If the model takes off, it could reshape STM content economics. Publishers get a predictable revenue stream from machine use; enterprises get speed and legal cover; LLM platform vendors like Microsoft and OpenAI get a larger corpus of high‑quality, cleared content for lawful analysis. Training rights, however, will remain a separately negotiated commodity, as the value of training corpora far exceeds that of one‑off inference.
Practical Guidance for Buyers
Before committing, enterprise IT and legal teams should run a rigorous evaluation:
- Confirm publisher coverage – get a written list of participating publishers and the specific journals covered.
- Clarify permitted uses – insist on contract language that distinguishes between AI analysis (inference), model training, and fine‑tuning, with clear territorial rights.
- Test pricing at volume – request enterprise quotes for the expected number of AI queries and for bulk retroactive licences.
- Integrate licence metadata – ensure licence status flows into DLP tags, sensitivity labels, and AI gateways so that only licensed content reaches LLM endpoints.

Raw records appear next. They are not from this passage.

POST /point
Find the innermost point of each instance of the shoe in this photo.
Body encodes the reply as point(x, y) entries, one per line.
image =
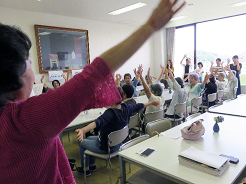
point(93, 168)
point(80, 171)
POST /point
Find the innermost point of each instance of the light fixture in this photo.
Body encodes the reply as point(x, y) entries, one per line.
point(178, 18)
point(44, 33)
point(127, 8)
point(239, 4)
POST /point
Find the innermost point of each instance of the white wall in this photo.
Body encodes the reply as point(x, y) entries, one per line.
point(102, 35)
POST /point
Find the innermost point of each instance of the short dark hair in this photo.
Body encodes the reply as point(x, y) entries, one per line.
point(164, 81)
point(218, 59)
point(128, 90)
point(56, 81)
point(180, 81)
point(200, 63)
point(121, 94)
point(14, 51)
point(156, 89)
point(127, 74)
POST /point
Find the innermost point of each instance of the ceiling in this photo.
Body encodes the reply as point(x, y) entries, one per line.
point(201, 10)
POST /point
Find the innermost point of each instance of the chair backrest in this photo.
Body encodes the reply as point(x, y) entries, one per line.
point(160, 125)
point(220, 95)
point(118, 136)
point(134, 121)
point(235, 92)
point(196, 101)
point(192, 116)
point(212, 97)
point(134, 141)
point(153, 116)
point(180, 108)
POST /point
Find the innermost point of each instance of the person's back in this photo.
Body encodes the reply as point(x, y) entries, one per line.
point(119, 118)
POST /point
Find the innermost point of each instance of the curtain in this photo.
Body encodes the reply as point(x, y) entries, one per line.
point(170, 35)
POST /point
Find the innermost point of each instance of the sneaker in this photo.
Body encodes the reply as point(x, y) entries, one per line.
point(80, 171)
point(93, 168)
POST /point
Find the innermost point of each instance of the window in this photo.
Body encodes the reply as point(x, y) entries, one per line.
point(221, 38)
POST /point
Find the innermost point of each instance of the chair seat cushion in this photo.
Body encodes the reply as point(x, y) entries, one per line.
point(102, 156)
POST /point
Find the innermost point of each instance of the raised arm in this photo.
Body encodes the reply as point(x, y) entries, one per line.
point(146, 87)
point(181, 62)
point(119, 54)
point(205, 80)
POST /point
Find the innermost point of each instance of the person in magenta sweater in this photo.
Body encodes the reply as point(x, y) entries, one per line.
point(31, 151)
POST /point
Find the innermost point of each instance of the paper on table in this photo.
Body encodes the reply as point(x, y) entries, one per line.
point(173, 133)
point(209, 159)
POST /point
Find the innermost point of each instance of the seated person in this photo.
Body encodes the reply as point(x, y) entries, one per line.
point(55, 83)
point(153, 92)
point(232, 83)
point(128, 93)
point(194, 89)
point(210, 88)
point(113, 119)
point(179, 95)
point(221, 83)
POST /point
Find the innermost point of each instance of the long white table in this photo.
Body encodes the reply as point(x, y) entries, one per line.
point(234, 107)
point(164, 161)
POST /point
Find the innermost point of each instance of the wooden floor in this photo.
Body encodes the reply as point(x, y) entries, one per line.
point(101, 176)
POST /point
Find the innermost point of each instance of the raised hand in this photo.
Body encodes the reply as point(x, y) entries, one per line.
point(163, 13)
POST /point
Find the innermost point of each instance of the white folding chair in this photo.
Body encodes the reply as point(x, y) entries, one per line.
point(179, 109)
point(114, 138)
point(192, 116)
point(196, 103)
point(159, 126)
point(152, 116)
point(134, 122)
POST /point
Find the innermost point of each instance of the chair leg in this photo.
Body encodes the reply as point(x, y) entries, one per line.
point(84, 168)
point(68, 135)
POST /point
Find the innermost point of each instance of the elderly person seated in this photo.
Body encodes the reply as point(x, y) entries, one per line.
point(221, 83)
point(229, 92)
point(153, 92)
point(210, 88)
point(194, 89)
point(113, 119)
point(179, 94)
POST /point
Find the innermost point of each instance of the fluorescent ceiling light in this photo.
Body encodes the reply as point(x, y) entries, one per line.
point(128, 8)
point(239, 4)
point(178, 18)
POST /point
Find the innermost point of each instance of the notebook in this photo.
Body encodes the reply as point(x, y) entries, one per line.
point(206, 162)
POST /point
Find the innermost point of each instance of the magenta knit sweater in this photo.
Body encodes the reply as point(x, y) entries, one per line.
point(30, 148)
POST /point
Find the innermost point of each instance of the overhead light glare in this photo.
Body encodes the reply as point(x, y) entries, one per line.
point(239, 4)
point(127, 8)
point(178, 18)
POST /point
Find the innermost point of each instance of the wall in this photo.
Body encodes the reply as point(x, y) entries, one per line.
point(102, 36)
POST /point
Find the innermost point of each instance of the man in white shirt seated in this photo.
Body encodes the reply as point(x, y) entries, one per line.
point(221, 83)
point(216, 69)
point(229, 92)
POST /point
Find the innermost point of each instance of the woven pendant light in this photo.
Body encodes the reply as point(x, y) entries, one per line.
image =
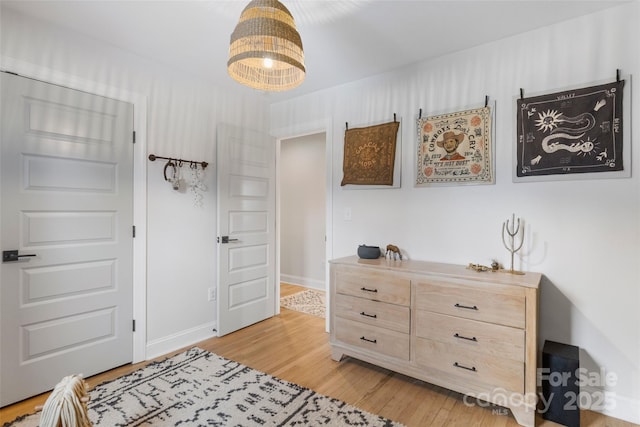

- Build the audit trail – log every AI interaction linked to a licence token and retain those logs in a tamper‑proof, exportable format.
Bottom Line
Research Solutions’ AI Rights add‑on is a pragmatic product that addresses a genuine operational and legal pain point. It could materially accelerate AI adoption in life sciences and other R&D‑intensive sectors by converting speculative copyright exposure into manageable, auditable processes. But it is no legal panacea. Licence tokens mitigate unauthorised machine use of specific articles; they do not immunise organisations from all output‑related claims, model‑training risks, or cross‑jurisdictional headaches.
Enterprise customers should welcome the innovation but approach it with eyes wide open. A successful deployment requires more than a purchase order – it demands a governance programme that marries the add‑on’s rights management with Windows‑native security controls, human review, and ongoing legal oversight. Done right, the combination could unlock the full productivity of generative AI on scientific literature while keeping compliance firmly in check.